This year brought us triumphs and tragedies, new companies born and old ones burning out. Before DWiR takes a holiday hiatus, we’re going to look back on the high points of the year that was.
Mobile gains ground
Lost in all the news about lawsuits, patents and speculation was the overarching theme for mobile this year: it has become the primary software platform for many users. The desktop may not be dead, but it’s definitely showing its age, and as smartphones and tablets become ubiquitous, the amount of time the average consumer spends in front of a keyboard is declining rapidly.
The good news for software developers is that the maturing app store model has opened up software distribution to a much larger pool of potential software makers. The bad news is that it has also drastically reset the expectation of how much consumers are willing to spend for apps, although prices are climbing marginally. A $ 1 app can make you a lot of money if you can get millions of users to buy it, but it won’t even get you a nice night on the town if you’re writing for a niche market.
With RIM’s Blackberry market share doing a good imitation of an Olympic high diver, and the new Windows mobile platform not yet gaining significant traction, 2011 was essentially a two-horse race, with Android passing iOS for the first time in new sales. Apple is crying all the way to the bank, though, as the profit margin on iOS devices is pushing Apple’s bottom line to new highs and overall unit sales continue to climb steadily. At least for the moment, the smartphone market is not a zero-sum game.
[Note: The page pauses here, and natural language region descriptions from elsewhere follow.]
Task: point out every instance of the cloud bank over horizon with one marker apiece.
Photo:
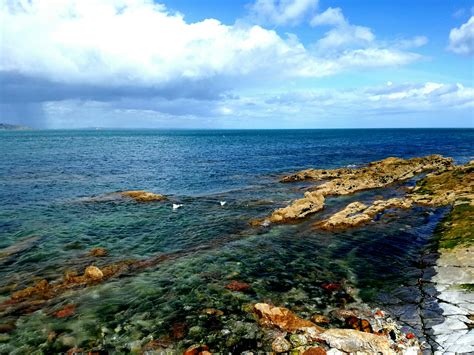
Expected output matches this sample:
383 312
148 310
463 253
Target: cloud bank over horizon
137 63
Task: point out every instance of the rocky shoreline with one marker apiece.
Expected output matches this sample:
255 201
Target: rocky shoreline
446 305
444 308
This year also marked the release of Ice Cream Sandwich (ICS) for Android and iOS 5 for the iPhone/iPad/iPod. ICS is the first version of Android that is making serious efforts to tame the tablet situation, but there have been widespread complaints that carriers are slow to pick it up, even in new models. Objective-C developers are finally getting to say goodbye to old friends like retain, release and autorelease, as Apple rolled out the automatic reference count compiler. Few tears were shed for their passing.
The year of HTML5
In future years, 2011 will be remembered as the year Adobe put up the white flag and joined the HTML5 bandwagon, which started an industry death-watch for Flash. Microsoft also sent out signals that Silverlight was being put out to pasture and that it planned to embrace HTML5 as well.
The stampede to adopt HTML5 was prompted, in part, by the increasing robustness of the standard and the implementations of the standard in browsers. It also didn’t hurt that it is the only Rich Internet Application platform that will run on the iPad.
Dru-who and Ha-what?
Two packages with funny names became the hot skills to have on your resume this year. Drupal continued to gain popularity as a content management platform, while Apache Hadoop was the must-have technology for data crunching. By the end of the year, developers with experience in either were in short supply and could basically write their own tickets.
Languages emerge, but few stick
It seems like every year, there’s a new batch of languages that promise to be the next Big Thing. In past years, the crown has been worn by Scala, Erlang, Clojure and others. But when it comes time to start a project or hire developers, skills in new languages are rarely high on the list of priorities for companies.
This year, Google joined the fun, promoting both Go and Dart. Like most new languages, they face an uphill battle, even with Google’s massive resources behind them. Few have what it takes to fight the institutional inertia of existing development decisions and to join winners such as Ruby in the pantheon of well-adopted emerging languages.
Some general thoughts to end the year
The computer industry, more than most others, can make you feel very old at a relatively young age. I’ve been hacking, in one form or another, for nearly 35 years, and the technology I used in my youth seems like it belongs in another universe.
The flip side of this is that I’m constantly amazed by what science and technology brings forth on a seemingly daily basis. Whether it’s having a conversation with a device I can hold in the palm of my hand or watching the aurora light up the heavens, seen from above by occupants of the ISS, I often seem to be living in the future I read about as a kid.
As a species, we may be prone to pettiness, violence, willful ignorance and hatred, but once in a while, we manage to pull ourselves out of the muck and do something insanely great. Let’s attempt to honor the vision of an admittedly imperfect man we lost this year and try to make 2012 insanely greater.